The execution of cryptographic primitives, which involves a combination of cryptography, i.e. key pair generation, address generation and signing, as well as the guarantee of business logic, must absolutely take place in a secure and reliable environment.
To ensure the success of this operation, Zodia Custody must be assured of an access to a HSM while maintaining an unconstrained and trusted operating system.
Today, data security can be achieved through a variety of means such as TEEs, HSMs, and hardened operating systems (OS).

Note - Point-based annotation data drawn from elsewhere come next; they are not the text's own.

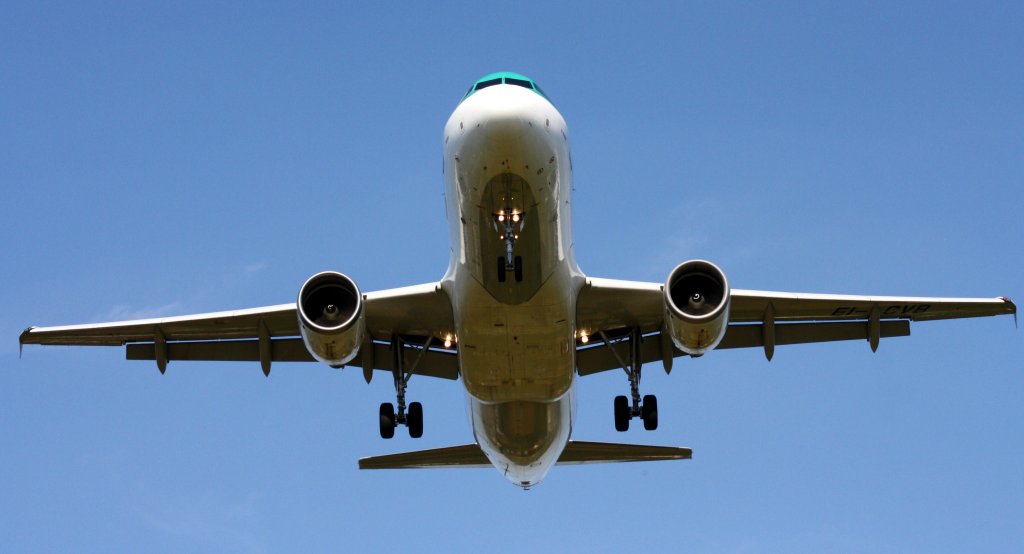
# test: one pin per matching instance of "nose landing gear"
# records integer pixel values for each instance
(508, 223)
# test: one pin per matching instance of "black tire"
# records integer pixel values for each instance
(415, 420)
(648, 411)
(387, 420)
(622, 414)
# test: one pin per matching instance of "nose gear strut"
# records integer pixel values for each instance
(508, 223)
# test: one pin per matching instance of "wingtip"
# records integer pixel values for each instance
(1013, 308)
(20, 340)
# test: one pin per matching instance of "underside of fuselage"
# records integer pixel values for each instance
(512, 279)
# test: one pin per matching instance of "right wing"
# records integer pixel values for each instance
(271, 333)
(757, 318)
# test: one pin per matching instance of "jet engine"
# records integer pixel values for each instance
(696, 304)
(330, 309)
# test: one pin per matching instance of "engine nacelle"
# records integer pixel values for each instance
(696, 304)
(330, 309)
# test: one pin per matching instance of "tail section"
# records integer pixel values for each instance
(577, 452)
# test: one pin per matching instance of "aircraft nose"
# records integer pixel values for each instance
(504, 113)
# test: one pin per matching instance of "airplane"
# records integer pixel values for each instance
(513, 316)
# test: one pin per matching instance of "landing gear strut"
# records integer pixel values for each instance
(413, 417)
(625, 410)
(508, 223)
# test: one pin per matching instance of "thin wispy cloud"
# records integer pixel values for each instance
(127, 311)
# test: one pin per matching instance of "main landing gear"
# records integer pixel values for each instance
(625, 411)
(413, 417)
(508, 223)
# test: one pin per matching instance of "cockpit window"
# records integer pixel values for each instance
(506, 78)
(488, 83)
(518, 83)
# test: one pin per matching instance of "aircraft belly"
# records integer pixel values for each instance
(516, 352)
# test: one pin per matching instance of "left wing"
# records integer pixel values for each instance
(758, 318)
(271, 333)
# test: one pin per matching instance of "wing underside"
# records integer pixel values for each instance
(416, 314)
(609, 309)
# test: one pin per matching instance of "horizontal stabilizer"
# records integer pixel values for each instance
(580, 452)
(577, 452)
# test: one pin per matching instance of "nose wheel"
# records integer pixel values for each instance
(508, 223)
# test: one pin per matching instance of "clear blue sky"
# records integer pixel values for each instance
(159, 161)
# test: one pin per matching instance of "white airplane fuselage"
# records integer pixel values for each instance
(507, 158)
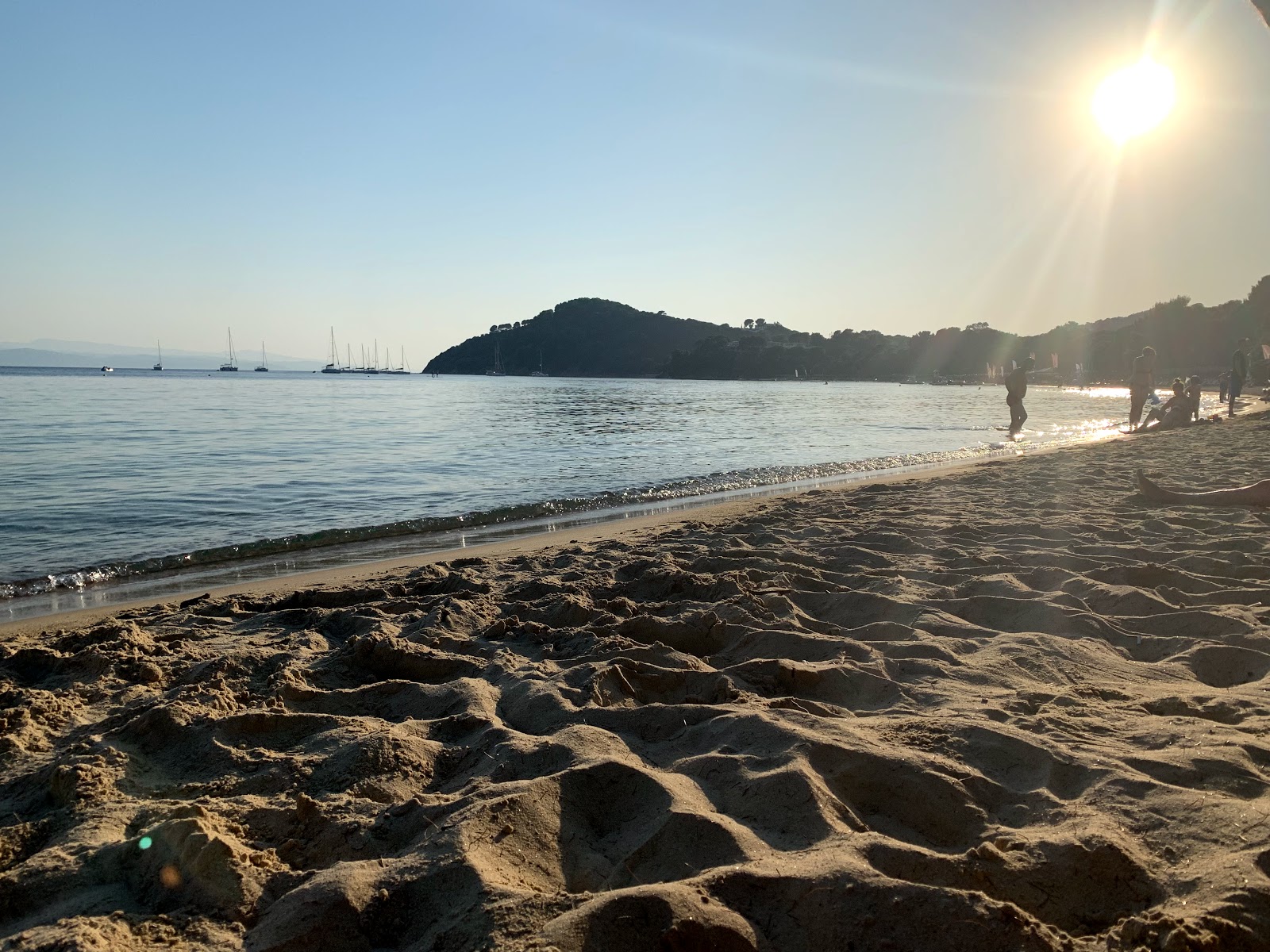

Let’s take the example of Trusted Execution Environment (TEE) which is a hardware component that allows data to be processed according to defined rules without anyone, even the system administrator, being able to see the data set.
Since the component can be remotely attested, it can be used on a decentralized network. TEE also takes into account the crucial right to delete its data.
Another aspect is the hardened OS part, like ARCA Trusted OS which is a secure container orchestration platform composed of a hardened Linux-based operating system (OS) combined with a Kubernetes orchestrator. This hardened OS is a micro distribution designed specifically to run containerised applications and having a minimal attack surface that is much smaller than a general-purpose Linux OS.
In fact, the Kubernetes layer comes with default secure settings and a set of curated components allowing an easy cluster bootstrapping, easy management, a secure data exchange between pods and nodes. It also allows secure execution of your code in a hardware-based trusted execution environment with different runtimes such as gVisor and Kata-containers.
Applications running on ARCA Trusted OS have an option to use CYSEC’s Cryptographic service via a convenient gRPC API. This API provides access to cryptographic primitives provided either by a purely software-based backend or by a FIPS-certified Hardware Security Modules (HSM). Furthermore, the Cryptographic service takes full advantage of clustering property of Kubernetes deployments allowing synchronization of cryptographic material across all nodes of Kubernetes cluster leading to strong resilience answering most stringent application’s demands, as Zodia Custody seeks in its security requirements.